Mentre La grande bellezza trionfava agli oscar europei di Berlino e i giornali italiani - gli stessi che fino a poco tempo fa esprimevano non poche riserve sul film - ricamavano sull'evento come nemmeno Erodoto dopo la battaglia di Maratona, Paolo Sorrentino si trovava a Marrakech in compagnia di Martin Scorsese per consacrare un altro talento del cinema italiano, Andrea Pallaoro, regista di Medeas.
Ricevere un premio alla regia da una giuria composta tra gli altri da Scorsese, Sorrentino, Fatih Akin e Park Chan-wook è come ottenere la patente di guida direttamente dalle mani di Schumacher. Notevole, no? Se poi a essere premiato è un giovanissimo regista italiano (classe '82) al suo esordio nel lungometraggio, "notevole" diventa un aggettivo accanto a "notizia", o dovrebbe, se avessimo ancora critici di settore non omologati ai desiderata di potentati, tappeti rossi e uffici stampa.
Succede invece che uno dei talenti più cristallini che l'Italia abbia prodotto negli ultimi anni (insieme a Minervini e Frammartino) non meriti neppure un trafiletto a fondo pagina. Un tempo almeno potevamo lamentarci di arrivare in ritardo, dopo che i nostri tesori li scoprivano gli altri. Era comunque un meglio tardi che mai. Oggi non serve nemmeno l'investitura di Scorsese o di Sorrentino per farci drizzare le antenne. Non stupiamoci allora di ritrovarci con un carrozzone così sgangherato, inetto, senza spina dorsale. Il cinema italiano è lo specchio della sua stampa, e viceversa. Non indigniamoci poi - sempre poi - che il bellissimo Medeas non abbia nemmeno un'ipotesi di distribuzione qui da noi.
D'altra parte la storia di Pallaoro, trentino di origine, ma americano d'adozione (si è formato, vive e lavora a Los Angeles), somiglia e non poco a quella di Roberto Minervini, altro cavallo di razza del nostro cinema su cui nessuno ha deciso di puntare. L'Italia è la terra dei talenti che fruttano altrove.

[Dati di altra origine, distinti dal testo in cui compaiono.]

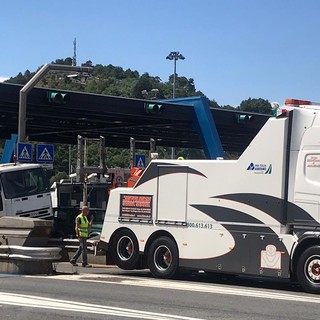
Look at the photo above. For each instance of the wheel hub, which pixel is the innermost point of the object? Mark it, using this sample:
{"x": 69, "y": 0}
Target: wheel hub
{"x": 314, "y": 269}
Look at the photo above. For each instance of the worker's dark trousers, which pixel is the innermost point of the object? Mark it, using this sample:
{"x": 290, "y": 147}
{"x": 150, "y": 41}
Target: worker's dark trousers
{"x": 82, "y": 249}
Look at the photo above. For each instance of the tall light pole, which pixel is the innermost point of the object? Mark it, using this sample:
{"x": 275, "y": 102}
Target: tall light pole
{"x": 174, "y": 55}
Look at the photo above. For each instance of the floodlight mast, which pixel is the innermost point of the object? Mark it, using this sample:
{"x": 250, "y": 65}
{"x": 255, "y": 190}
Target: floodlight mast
{"x": 174, "y": 55}
{"x": 30, "y": 84}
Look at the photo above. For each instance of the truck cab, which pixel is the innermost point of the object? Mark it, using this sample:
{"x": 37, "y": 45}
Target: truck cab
{"x": 24, "y": 191}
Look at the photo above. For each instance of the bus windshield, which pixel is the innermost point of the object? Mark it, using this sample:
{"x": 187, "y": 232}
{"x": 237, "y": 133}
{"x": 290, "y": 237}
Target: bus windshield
{"x": 22, "y": 183}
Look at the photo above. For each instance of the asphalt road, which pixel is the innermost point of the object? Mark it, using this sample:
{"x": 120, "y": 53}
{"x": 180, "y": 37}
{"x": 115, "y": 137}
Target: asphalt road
{"x": 110, "y": 293}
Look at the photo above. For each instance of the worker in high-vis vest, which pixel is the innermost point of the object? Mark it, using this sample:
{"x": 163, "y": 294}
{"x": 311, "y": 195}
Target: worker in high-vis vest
{"x": 82, "y": 226}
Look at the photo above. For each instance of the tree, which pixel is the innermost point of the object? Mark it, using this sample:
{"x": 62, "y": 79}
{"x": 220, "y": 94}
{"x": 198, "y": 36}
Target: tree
{"x": 256, "y": 105}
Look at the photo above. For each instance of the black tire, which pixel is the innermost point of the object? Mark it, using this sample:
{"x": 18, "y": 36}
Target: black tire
{"x": 125, "y": 250}
{"x": 163, "y": 258}
{"x": 308, "y": 270}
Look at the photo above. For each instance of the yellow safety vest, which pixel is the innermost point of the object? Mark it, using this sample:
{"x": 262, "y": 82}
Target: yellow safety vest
{"x": 83, "y": 225}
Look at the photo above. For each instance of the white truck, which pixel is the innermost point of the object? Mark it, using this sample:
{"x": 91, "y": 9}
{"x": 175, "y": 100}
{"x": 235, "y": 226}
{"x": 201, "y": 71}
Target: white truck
{"x": 257, "y": 215}
{"x": 24, "y": 191}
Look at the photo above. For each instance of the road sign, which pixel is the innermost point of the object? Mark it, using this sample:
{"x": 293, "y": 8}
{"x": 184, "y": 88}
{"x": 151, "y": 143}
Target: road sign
{"x": 45, "y": 153}
{"x": 140, "y": 161}
{"x": 24, "y": 152}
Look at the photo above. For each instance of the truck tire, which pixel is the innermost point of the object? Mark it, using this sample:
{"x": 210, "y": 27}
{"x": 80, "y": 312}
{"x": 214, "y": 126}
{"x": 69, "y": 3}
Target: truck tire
{"x": 308, "y": 270}
{"x": 125, "y": 250}
{"x": 163, "y": 258}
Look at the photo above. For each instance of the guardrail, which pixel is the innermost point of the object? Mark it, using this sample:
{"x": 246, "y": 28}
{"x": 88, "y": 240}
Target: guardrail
{"x": 28, "y": 260}
{"x": 66, "y": 243}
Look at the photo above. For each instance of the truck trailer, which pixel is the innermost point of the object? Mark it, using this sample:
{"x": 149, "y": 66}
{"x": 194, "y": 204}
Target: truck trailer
{"x": 258, "y": 215}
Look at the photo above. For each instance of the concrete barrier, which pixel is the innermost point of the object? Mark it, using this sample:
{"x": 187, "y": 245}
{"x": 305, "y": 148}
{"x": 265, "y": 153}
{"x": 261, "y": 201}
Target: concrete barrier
{"x": 28, "y": 260}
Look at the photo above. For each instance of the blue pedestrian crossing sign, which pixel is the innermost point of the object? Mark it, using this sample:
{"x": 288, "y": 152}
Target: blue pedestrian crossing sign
{"x": 140, "y": 161}
{"x": 45, "y": 153}
{"x": 24, "y": 152}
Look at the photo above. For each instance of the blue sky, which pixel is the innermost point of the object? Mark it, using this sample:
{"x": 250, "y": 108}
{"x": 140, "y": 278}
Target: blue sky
{"x": 234, "y": 49}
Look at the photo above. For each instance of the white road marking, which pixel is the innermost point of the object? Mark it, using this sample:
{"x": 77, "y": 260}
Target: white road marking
{"x": 73, "y": 306}
{"x": 180, "y": 285}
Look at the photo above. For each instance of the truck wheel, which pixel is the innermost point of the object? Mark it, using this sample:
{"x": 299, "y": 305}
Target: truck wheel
{"x": 125, "y": 250}
{"x": 163, "y": 258}
{"x": 308, "y": 270}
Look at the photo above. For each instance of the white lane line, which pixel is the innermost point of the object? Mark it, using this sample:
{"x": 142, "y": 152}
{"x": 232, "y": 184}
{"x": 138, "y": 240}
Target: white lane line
{"x": 73, "y": 306}
{"x": 176, "y": 285}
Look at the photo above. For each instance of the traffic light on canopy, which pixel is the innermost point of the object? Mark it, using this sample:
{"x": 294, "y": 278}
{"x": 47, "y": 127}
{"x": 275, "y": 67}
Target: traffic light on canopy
{"x": 153, "y": 108}
{"x": 58, "y": 97}
{"x": 244, "y": 118}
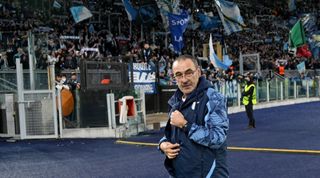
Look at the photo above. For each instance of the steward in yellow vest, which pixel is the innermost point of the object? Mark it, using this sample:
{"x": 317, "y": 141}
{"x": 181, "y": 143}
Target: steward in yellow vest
{"x": 249, "y": 99}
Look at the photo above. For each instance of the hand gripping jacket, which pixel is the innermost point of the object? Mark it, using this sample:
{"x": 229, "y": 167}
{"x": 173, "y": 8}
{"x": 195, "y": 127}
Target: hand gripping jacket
{"x": 203, "y": 141}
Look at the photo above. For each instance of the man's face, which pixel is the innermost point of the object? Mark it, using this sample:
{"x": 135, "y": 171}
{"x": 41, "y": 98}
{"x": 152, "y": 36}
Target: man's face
{"x": 186, "y": 74}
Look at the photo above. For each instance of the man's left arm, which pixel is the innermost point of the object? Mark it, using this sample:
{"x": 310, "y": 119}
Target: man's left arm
{"x": 214, "y": 131}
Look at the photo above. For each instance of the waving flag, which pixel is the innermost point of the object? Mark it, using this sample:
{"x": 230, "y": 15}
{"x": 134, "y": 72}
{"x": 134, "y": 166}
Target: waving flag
{"x": 177, "y": 26}
{"x": 208, "y": 22}
{"x": 301, "y": 67}
{"x": 216, "y": 62}
{"x": 131, "y": 11}
{"x": 229, "y": 13}
{"x": 166, "y": 6}
{"x": 80, "y": 13}
{"x": 296, "y": 35}
{"x": 56, "y": 4}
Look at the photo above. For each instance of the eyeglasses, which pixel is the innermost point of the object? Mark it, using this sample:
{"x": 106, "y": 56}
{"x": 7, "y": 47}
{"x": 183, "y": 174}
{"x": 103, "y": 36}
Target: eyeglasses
{"x": 187, "y": 74}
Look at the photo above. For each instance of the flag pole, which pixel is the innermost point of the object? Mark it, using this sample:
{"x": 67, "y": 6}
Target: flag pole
{"x": 193, "y": 4}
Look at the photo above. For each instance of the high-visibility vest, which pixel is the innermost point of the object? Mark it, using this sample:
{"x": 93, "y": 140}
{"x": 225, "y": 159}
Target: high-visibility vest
{"x": 281, "y": 70}
{"x": 245, "y": 99}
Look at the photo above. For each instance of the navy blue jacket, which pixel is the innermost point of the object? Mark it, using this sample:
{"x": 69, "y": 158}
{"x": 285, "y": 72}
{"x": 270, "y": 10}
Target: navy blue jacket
{"x": 203, "y": 141}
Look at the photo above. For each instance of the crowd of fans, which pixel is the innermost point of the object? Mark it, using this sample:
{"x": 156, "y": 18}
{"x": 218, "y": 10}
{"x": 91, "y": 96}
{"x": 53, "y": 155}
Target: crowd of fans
{"x": 108, "y": 31}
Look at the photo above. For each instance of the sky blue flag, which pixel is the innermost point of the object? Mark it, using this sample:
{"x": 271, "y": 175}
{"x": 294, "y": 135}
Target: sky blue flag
{"x": 131, "y": 11}
{"x": 80, "y": 13}
{"x": 217, "y": 63}
{"x": 301, "y": 67}
{"x": 229, "y": 13}
{"x": 56, "y": 4}
{"x": 177, "y": 26}
{"x": 208, "y": 22}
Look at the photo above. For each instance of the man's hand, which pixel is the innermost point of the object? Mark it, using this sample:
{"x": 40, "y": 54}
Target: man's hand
{"x": 177, "y": 119}
{"x": 169, "y": 149}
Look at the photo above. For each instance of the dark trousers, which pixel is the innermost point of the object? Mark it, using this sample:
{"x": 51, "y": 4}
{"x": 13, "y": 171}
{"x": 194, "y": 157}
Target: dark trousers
{"x": 249, "y": 111}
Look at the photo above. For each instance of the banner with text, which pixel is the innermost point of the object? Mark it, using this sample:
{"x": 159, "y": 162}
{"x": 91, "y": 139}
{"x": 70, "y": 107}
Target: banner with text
{"x": 177, "y": 25}
{"x": 144, "y": 78}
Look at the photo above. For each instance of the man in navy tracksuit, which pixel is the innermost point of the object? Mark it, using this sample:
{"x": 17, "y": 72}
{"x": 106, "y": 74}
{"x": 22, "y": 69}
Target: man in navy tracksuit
{"x": 195, "y": 135}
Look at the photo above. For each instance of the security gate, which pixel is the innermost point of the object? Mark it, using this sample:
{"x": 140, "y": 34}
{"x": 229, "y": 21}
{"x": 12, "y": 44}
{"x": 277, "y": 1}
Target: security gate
{"x": 37, "y": 109}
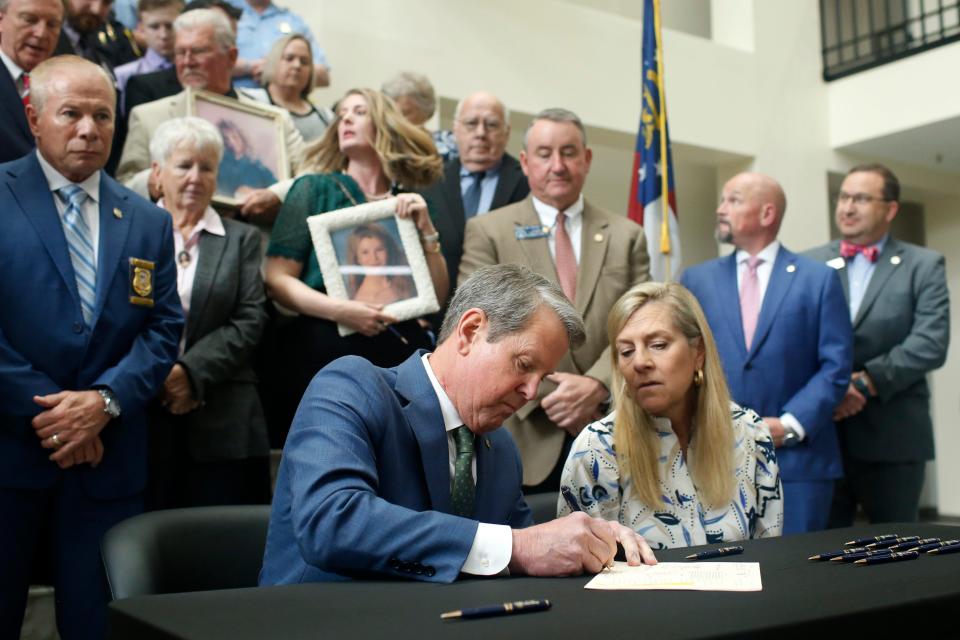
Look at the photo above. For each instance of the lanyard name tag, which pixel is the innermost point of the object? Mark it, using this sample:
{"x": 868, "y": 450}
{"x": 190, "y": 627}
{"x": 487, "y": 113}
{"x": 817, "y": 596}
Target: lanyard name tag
{"x": 531, "y": 233}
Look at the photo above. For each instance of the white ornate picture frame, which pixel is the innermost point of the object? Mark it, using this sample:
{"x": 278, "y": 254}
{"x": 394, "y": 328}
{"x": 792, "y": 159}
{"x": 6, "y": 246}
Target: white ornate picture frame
{"x": 336, "y": 236}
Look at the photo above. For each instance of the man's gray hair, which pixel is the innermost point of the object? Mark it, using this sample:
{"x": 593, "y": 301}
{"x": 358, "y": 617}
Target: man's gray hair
{"x": 41, "y": 76}
{"x": 506, "y": 111}
{"x": 415, "y": 86}
{"x": 223, "y": 33}
{"x": 556, "y": 114}
{"x": 190, "y": 131}
{"x": 510, "y": 295}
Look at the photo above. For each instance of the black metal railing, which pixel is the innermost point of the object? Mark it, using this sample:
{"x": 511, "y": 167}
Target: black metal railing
{"x": 861, "y": 34}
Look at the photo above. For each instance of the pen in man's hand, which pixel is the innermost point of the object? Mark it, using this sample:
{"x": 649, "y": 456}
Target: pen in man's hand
{"x": 507, "y": 608}
{"x": 571, "y": 501}
{"x": 715, "y": 553}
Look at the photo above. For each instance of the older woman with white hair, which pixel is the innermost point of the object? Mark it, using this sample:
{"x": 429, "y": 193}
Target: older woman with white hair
{"x": 287, "y": 80}
{"x": 677, "y": 462}
{"x": 208, "y": 437}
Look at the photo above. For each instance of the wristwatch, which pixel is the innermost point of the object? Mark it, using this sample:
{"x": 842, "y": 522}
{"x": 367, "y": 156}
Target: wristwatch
{"x": 790, "y": 437}
{"x": 111, "y": 404}
{"x": 860, "y": 384}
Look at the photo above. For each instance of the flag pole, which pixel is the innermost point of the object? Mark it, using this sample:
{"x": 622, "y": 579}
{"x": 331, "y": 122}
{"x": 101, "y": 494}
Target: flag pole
{"x": 665, "y": 249}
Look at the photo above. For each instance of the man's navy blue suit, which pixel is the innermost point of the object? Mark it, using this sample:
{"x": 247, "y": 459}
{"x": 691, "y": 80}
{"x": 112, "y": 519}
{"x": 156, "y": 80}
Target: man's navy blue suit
{"x": 799, "y": 363}
{"x": 364, "y": 485}
{"x": 45, "y": 348}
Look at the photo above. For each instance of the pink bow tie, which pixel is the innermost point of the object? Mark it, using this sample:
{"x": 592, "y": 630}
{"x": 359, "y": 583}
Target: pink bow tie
{"x": 849, "y": 250}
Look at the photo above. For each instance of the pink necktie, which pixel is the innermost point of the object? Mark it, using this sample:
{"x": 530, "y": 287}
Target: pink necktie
{"x": 566, "y": 260}
{"x": 750, "y": 299}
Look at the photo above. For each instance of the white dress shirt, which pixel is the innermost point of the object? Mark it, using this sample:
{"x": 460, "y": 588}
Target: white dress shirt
{"x": 91, "y": 207}
{"x": 493, "y": 544}
{"x": 573, "y": 224}
{"x": 859, "y": 272}
{"x": 764, "y": 271}
{"x": 187, "y": 269}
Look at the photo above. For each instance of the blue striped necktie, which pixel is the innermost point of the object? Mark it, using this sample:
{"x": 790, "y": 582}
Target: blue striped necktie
{"x": 80, "y": 244}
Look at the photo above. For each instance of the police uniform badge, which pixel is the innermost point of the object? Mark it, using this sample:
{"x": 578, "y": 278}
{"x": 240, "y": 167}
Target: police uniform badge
{"x": 141, "y": 282}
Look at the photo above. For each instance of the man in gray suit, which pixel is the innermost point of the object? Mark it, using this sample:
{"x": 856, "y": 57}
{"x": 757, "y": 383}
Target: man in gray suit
{"x": 594, "y": 255}
{"x": 900, "y": 310}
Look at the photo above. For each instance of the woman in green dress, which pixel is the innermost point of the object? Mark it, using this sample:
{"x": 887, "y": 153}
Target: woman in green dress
{"x": 369, "y": 153}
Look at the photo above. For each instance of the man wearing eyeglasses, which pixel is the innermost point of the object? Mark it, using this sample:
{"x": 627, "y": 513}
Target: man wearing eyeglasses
{"x": 484, "y": 177}
{"x": 900, "y": 309}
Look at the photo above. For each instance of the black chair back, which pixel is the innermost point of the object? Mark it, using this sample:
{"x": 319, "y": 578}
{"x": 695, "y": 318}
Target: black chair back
{"x": 180, "y": 550}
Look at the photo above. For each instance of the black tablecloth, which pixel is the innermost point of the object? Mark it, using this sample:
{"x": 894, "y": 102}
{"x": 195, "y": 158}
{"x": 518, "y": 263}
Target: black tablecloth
{"x": 799, "y": 597}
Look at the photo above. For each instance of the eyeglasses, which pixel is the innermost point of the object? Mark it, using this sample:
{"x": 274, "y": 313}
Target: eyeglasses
{"x": 858, "y": 198}
{"x": 492, "y": 126}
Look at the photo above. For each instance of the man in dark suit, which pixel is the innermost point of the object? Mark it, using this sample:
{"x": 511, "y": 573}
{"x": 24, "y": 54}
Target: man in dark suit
{"x": 784, "y": 338}
{"x": 900, "y": 308}
{"x": 484, "y": 177}
{"x": 90, "y": 32}
{"x": 403, "y": 472}
{"x": 595, "y": 255}
{"x": 88, "y": 332}
{"x": 28, "y": 34}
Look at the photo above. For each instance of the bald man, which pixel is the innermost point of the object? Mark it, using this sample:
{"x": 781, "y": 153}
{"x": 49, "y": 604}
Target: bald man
{"x": 783, "y": 331}
{"x": 484, "y": 177}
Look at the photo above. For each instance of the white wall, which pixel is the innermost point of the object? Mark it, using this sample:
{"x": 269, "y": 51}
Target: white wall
{"x": 749, "y": 96}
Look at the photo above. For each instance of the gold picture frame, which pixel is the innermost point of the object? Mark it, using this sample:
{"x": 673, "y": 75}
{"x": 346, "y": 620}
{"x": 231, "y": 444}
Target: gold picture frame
{"x": 254, "y": 143}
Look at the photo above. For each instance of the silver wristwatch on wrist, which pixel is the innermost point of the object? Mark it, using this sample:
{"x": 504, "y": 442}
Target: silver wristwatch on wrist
{"x": 111, "y": 404}
{"x": 790, "y": 437}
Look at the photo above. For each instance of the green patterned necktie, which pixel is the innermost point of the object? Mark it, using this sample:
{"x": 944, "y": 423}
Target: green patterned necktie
{"x": 462, "y": 494}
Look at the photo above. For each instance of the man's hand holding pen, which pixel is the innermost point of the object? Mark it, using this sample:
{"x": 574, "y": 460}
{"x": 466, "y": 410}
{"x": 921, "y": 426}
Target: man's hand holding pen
{"x": 575, "y": 544}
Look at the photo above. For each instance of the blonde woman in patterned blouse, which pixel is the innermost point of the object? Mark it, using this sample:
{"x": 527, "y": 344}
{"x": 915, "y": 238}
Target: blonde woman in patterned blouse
{"x": 677, "y": 461}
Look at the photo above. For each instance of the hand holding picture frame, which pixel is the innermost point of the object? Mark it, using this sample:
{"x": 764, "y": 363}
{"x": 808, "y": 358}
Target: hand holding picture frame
{"x": 367, "y": 254}
{"x": 254, "y": 146}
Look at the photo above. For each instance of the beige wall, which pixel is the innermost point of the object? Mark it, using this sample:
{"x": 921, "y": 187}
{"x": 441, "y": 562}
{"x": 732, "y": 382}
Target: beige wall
{"x": 744, "y": 92}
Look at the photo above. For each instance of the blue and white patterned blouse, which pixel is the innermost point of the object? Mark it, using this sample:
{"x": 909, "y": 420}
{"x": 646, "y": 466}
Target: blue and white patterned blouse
{"x": 592, "y": 473}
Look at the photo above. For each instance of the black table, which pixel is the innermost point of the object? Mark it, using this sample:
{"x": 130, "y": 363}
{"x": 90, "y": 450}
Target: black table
{"x": 799, "y": 597}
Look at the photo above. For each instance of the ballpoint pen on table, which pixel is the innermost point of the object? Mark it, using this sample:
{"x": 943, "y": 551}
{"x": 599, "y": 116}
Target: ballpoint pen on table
{"x": 889, "y": 543}
{"x": 715, "y": 553}
{"x": 859, "y": 542}
{"x": 853, "y": 557}
{"x": 913, "y": 544}
{"x": 507, "y": 608}
{"x": 830, "y": 555}
{"x": 896, "y": 556}
{"x": 942, "y": 551}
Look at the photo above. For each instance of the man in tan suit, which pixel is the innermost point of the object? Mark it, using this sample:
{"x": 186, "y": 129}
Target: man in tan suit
{"x": 594, "y": 255}
{"x": 205, "y": 52}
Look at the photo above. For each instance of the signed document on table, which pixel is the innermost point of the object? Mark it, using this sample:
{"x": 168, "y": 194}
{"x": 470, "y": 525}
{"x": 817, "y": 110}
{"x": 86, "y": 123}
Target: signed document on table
{"x": 699, "y": 576}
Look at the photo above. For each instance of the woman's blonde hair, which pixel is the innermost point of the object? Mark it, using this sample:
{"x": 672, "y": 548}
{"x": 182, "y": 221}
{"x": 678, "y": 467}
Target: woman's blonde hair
{"x": 710, "y": 452}
{"x": 275, "y": 55}
{"x": 406, "y": 151}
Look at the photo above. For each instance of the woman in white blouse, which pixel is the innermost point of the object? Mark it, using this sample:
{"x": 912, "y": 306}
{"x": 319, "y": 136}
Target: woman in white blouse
{"x": 207, "y": 434}
{"x": 677, "y": 461}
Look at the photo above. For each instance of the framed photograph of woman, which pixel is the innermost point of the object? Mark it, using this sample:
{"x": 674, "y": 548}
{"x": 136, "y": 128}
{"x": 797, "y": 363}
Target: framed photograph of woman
{"x": 368, "y": 254}
{"x": 254, "y": 153}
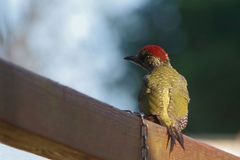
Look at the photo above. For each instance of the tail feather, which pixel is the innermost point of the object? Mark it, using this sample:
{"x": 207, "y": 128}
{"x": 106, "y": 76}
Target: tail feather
{"x": 174, "y": 135}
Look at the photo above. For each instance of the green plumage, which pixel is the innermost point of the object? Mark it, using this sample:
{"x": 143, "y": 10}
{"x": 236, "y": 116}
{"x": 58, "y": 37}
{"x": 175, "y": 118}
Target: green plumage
{"x": 164, "y": 94}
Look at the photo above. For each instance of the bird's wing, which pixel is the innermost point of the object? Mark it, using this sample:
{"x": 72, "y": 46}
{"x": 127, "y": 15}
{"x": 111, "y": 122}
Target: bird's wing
{"x": 154, "y": 99}
{"x": 178, "y": 106}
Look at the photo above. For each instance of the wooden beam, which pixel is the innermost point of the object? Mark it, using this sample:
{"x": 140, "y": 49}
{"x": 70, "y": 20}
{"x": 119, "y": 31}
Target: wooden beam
{"x": 22, "y": 139}
{"x": 64, "y": 116}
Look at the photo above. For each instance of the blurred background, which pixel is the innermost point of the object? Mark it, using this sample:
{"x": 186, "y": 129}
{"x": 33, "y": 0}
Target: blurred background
{"x": 81, "y": 44}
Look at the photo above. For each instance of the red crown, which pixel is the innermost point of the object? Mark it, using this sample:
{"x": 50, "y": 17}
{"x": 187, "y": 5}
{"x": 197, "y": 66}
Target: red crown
{"x": 156, "y": 51}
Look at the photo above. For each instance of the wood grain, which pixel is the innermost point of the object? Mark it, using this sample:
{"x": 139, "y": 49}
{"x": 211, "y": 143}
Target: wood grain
{"x": 64, "y": 116}
{"x": 22, "y": 139}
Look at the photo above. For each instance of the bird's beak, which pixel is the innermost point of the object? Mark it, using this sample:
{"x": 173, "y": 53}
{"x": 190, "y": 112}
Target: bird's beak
{"x": 132, "y": 58}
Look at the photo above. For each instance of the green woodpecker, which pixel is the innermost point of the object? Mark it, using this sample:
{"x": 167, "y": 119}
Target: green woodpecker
{"x": 164, "y": 95}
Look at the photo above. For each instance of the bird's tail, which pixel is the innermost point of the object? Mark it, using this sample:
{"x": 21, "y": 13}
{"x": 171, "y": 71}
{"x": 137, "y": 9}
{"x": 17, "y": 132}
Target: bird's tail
{"x": 173, "y": 135}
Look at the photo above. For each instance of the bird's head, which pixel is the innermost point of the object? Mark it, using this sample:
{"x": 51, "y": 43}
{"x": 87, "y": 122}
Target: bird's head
{"x": 150, "y": 57}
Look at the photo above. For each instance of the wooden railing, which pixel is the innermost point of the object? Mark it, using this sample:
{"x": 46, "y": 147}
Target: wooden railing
{"x": 54, "y": 121}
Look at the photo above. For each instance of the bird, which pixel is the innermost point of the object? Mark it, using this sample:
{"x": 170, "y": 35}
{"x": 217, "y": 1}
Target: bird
{"x": 164, "y": 96}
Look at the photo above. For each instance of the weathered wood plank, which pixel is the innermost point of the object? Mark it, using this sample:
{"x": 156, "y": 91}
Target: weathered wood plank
{"x": 22, "y": 139}
{"x": 64, "y": 116}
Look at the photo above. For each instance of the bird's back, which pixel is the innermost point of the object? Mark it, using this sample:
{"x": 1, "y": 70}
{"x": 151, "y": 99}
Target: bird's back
{"x": 164, "y": 94}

Forse non li meritiamo. La riprova ieri sera alla Sala Trevi di Roma. Venuto a presentare il suo lavoro a Tertio Millennio (per fortuna ci sono ancora i piccoli festival), Pallaoro si è distinto soprattutto per il ripetuto uso del "grazie". Una parola che raramente abbiamo sentito dire da altri italiani le cui fortune superano abbondantemente i meriti. Chi non la dice, dice tutto in realtà del tronfio dizionario del nostro declino.